A well known but
unpatented idea may
not be patented,
because it violates the
of the patent law.
FAQ Competing Patents
...how to deal with patent infringement
Can I patent a well known, but unpatented idea?
If your new idea does not offer any new improvements to an existing idea, then the answer would be no. Simply stating, your invention must be different from form what is already known to the public to satisfy the "novelty" and "unobviousness" requirements of the patent law. The same is applicable to ideas that are covered by expired patents, they will be classified as prior art blocking patentability of your invention.
What is prior art?
The term prior art could mean an opposing patent. In fact, the meaning of this term is much broader. It could represent patents, publications, and documented use or offers for sale of items that are relevant to determining scope and patentability of your invention.
Is there a difference between a filing date and a priority date?
Yes. The filing date refers to a specific date on which the patent application was filed. The priority date refers to the place in line your invention holds in relation to any competing prior art. For this reason, the priority date is commonly known as the effective date. Be that as it may, the priority date may be set much earlier than the actual filing date of your application, if such application claims priority to your earlier parent application. For obvious reasons, both the filing date and the priority date represent the key components in a battle against any opposing prior art.
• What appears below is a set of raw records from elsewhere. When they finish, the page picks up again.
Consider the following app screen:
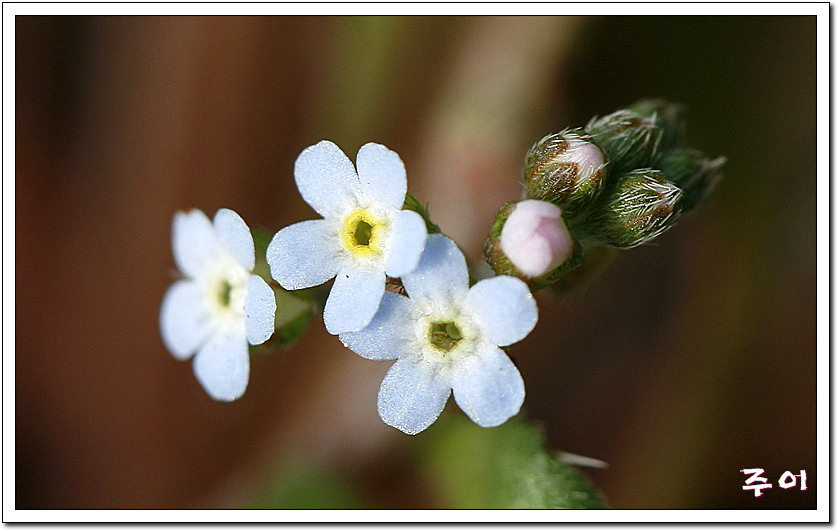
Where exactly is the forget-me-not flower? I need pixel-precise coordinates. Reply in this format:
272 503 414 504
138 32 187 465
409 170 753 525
160 208 276 401
339 234 538 435
266 140 427 334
How can I track opposing patents?
If you have been able to obtain a patent, that means you have invested a significant amount of time and money into your idea. A little additional investment with research and advisory firms like Narac or PatentLenz, specializing in tracking intellectual property developments, may be well worth it. However, if the cost of the search becomes prohibitive, you may conduct your own search utilizing USPTO's and EPO’s Espacenet websites.
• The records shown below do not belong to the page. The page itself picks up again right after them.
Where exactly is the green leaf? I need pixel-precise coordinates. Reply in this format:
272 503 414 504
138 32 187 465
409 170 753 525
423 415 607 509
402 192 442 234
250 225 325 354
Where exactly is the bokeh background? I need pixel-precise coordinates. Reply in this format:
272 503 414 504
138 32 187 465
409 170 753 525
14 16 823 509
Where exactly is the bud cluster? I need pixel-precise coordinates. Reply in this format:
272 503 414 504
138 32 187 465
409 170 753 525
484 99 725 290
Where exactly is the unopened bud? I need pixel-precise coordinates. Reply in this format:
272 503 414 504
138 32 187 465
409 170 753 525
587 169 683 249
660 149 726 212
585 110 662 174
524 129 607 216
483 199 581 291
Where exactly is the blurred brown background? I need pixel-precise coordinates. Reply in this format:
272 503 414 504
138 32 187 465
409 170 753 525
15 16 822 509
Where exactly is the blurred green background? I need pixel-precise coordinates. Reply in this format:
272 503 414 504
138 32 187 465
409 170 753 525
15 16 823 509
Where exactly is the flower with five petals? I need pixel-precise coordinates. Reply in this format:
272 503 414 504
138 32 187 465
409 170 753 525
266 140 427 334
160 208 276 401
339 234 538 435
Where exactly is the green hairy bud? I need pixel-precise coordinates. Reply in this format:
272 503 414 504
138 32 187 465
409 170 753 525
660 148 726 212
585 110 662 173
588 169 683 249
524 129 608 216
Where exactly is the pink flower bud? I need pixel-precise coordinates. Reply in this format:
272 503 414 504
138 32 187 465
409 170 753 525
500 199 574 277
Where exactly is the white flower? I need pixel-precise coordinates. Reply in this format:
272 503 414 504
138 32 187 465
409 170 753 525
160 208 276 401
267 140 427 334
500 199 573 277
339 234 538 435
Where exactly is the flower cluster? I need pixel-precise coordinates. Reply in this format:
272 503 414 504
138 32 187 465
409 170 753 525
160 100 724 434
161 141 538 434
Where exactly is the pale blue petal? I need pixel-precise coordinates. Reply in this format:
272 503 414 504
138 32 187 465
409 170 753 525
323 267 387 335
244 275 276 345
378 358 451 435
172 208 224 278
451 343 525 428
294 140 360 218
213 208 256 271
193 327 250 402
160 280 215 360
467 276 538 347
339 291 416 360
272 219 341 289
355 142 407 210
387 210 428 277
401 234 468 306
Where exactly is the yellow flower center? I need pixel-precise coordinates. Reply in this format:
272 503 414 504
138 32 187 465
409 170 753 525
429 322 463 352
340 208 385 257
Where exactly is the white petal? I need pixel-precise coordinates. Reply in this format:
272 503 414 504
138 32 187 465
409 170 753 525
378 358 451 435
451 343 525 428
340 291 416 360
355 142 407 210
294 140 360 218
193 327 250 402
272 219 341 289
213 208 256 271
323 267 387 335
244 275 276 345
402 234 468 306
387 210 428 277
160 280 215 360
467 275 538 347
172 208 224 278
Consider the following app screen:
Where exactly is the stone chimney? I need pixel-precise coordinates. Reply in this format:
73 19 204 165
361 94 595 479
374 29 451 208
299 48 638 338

How do I block an opposing application?
The first two steps are always the same. First, obtain details about the infringing device or process, and compare it to the broadest claim of your invention. Second, write a letter explaining your position and simply ask the infringing party to stop. As part of your communication, you may offer some alternative solutions, such as licensing of your invention. Of course, the prior art doesn't have to belong to you, but in order to be submitted to the Patent Office as the 301 Statement, this prior art must be in a form of a printed publication or a patent. Other means of blocking an opposing application may include, among others, filing a protest, requesting interference or initiating public use proceedings.
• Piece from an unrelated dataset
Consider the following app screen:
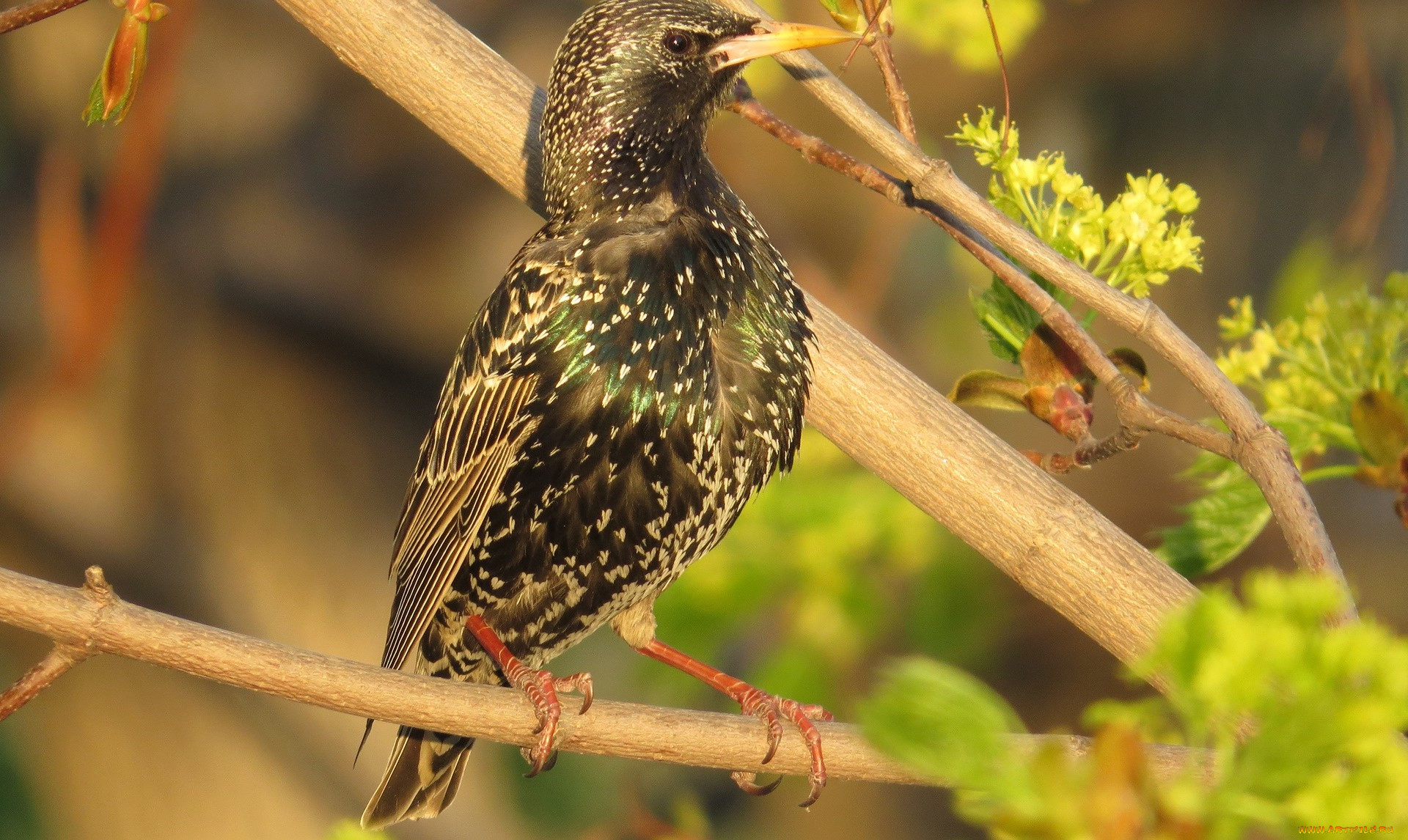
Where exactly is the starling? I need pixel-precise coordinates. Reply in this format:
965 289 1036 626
362 0 852 828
How can I block an opposing patent?
As with the opposing applications, you should obtain details about the infringing device or process, and compare it to the broadest claim of your invention; remember that to interfere the elements of the opposing device do not have to be the same, but they have to be equivalent. If you uncover existence of infringement, you may initiate a legal action in federal court, or request a re-examination proceeding. In either situation, you will be dealing with a difficult process which will require a patent attorney's assistance.